Bu, bir doz yanıtı gösteren ilk çalışmadır: demans gelişimi için daha fazla risk, daha yüksek antikolinerjik ilaç kullanımına bağlanır. Ayrıca, antikolinerjik ilaçlarla bağlantılı bunama riskinin devam edebileceğini ve insanların bu ilaçları almayı bıraktıktan yıllar sonra bile geri döndürülemeyebileceğini öne süren ilk kişidir.

Araştırmada, araştırmacılar, uzun süredir devam eden Yetişkin Düşüncede Değişiklikler (ACT) çalışmasına katılan yaklaşık 3.500 Grup Sağlığı yaşlıyı izledi.

Raporun ilk yazarı olan MS, Pharm.D., MS Shelly Gray, "Yaşlı yetişkinler, reçetesiz satılan uyku yardımcıları gibi bazıları reçetesiz temin edilebilenler de dahil olmak üzere - birçok ilacın güçlü antikolinerjik etkilere sahip olduğunun farkında olmalıdır" dedi. .

“Ve sağlık hizmeti sağlayıcılarına tüm reçetesiz kullanımlarını anlatmalılar” diye ekledi.

Washington Üniversitesi Eczacılık Fakültesi geriatrik eczacılık programının direktörü Gray, "Ama elbette, hiç kimse sağlık hizmeti sağlayıcısına danışmadan herhangi bir terapi almayı bırakmamalı" dedi.

"Sağlık hizmeti sağlayıcıları, daha düşük dozlarda daha az antikolinerjik ilaç kullanma şansı aramak için yaşlı hastalarının ilaç rejimlerini (reçetesiz satılan ilaçlar dahil) düzenli olarak gözden geçirmelidir."

Örneğin, çalışmada en çok kullanılan ilaçlar doksepin (Sinequan) gibi trisiklik antidepresanlar, klorfeniramin (Klor-Trimeton) gibi birinci nesil antihistaminikler ve oksibutinin (Ditropan) gibi mesane kontrolü için antimuskariniklerdi.

Çalışma, üç yıldan daha uzun bir süre en az 10 mg / gün doksepin, dört mg / gün difenhidramin veya beş mg / gün oksibutinin alan kişilerin demans gelişimi için daha büyük risk altında olacağını tahmin ediyor.

Gray, söz konusu ikamelerin ilk ikisi için mevcut: depresyon için sitalopram (Celexa) veya fluoksiten (Prozac) gibi seçici bir serotonin geri alım inhibitörü (SSRI) ve alerjiler için loratadin (Claritin) gibi ikinci nesil bir antihistamin. İdrar kaçırma için alternatif ilaçlar bulmak daha zordur, ancak bazı davranış değişiklikleri bu sorunu azaltabilir.

Gray, "Sağlayıcılar, hastaları için en iyi tedavi olduğu için antikolinerjik etkileri olan bir ilaç yazmaları gerekiyorsa," dedi, "Etkili en düşük dozu kullanmalı, çalıştığından emin olmak için tedaviyi düzenli olarak izlemeli ve etkisiz ise tedaviyi durdurmalıdır. . "
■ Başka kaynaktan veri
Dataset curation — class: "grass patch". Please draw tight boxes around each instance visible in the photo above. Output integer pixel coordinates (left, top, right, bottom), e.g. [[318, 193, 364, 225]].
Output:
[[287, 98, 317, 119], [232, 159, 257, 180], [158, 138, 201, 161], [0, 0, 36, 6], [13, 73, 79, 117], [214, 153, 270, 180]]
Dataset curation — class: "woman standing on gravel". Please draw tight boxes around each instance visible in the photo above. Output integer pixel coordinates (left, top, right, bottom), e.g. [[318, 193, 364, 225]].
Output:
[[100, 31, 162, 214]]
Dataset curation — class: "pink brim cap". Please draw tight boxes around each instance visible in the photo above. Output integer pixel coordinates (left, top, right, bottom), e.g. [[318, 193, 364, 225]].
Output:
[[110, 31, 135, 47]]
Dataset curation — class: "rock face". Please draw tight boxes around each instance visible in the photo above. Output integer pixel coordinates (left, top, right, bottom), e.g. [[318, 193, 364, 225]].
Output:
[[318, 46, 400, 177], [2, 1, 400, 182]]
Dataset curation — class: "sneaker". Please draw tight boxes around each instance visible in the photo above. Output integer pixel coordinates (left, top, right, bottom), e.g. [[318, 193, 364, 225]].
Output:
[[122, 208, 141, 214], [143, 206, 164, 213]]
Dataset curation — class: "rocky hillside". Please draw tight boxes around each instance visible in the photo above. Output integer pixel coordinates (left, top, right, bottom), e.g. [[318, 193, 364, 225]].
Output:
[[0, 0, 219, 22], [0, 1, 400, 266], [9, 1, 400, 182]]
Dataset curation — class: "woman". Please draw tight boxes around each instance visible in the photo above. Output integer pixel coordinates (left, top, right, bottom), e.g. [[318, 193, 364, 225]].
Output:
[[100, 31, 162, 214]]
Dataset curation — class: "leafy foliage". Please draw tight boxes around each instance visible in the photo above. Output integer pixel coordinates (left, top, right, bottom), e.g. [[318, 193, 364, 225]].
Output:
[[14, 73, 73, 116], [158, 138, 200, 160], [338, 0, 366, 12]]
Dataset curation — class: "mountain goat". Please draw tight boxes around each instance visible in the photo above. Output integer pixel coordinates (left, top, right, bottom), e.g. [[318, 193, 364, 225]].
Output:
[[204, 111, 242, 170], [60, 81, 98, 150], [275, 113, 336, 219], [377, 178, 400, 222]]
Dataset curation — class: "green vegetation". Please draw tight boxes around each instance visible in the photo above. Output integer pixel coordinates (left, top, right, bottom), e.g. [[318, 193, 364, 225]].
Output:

Antikolinerjik etkiler, bazı ilaçların beyindeki ve vücuttaki asetilkolin adı verilen nörotransmitteri bloke etmesinden kaynaklanıyor. Bu, uyuşukluk, boğaz ağrısı, idrar tutma, ağız ve göz kuruluğu gibi birçok yan etkiye neden olabilir.

Ortak yazar Eric B. Larson, M.D., M.P.H. "Yıllardır binlerce hasta hakkında ayrıntılı bilgi içeren ACT çalışması, demans gibi durumlar için risk faktörlerini araştırmak için yaşayan bir laboratuvardır" dedi.

"Bu son çalışma, bu çalışmanın en iyi örneğidir ve ilaç alan insanlar ve yaşlı hastalar için ilaç reçetesi yazanlar için önemli çıkarımlara sahiptir."

Bazı ACT katılımcıları, beyinlerinin öldükten sonra otopsiye tabi tutulmasını kabul ettiğinden, araştırmacılar gelecekte ilaçların etkileri hakkında daha fazla bilgi edinmeyi umuyorlar. Bu, antikolinerjik ilaç alan katılımcıların beyinlerinde kullanmayanlara göre daha fazla Alzheimer ile ilgili patolojiye sahip olup olmadıklarını inceleyerek bu araştırmayı takip etmeyi mümkün kılacaktır.

Kaynak: Grup Sağlık Araştırma Enstitüsü / EurekAlert!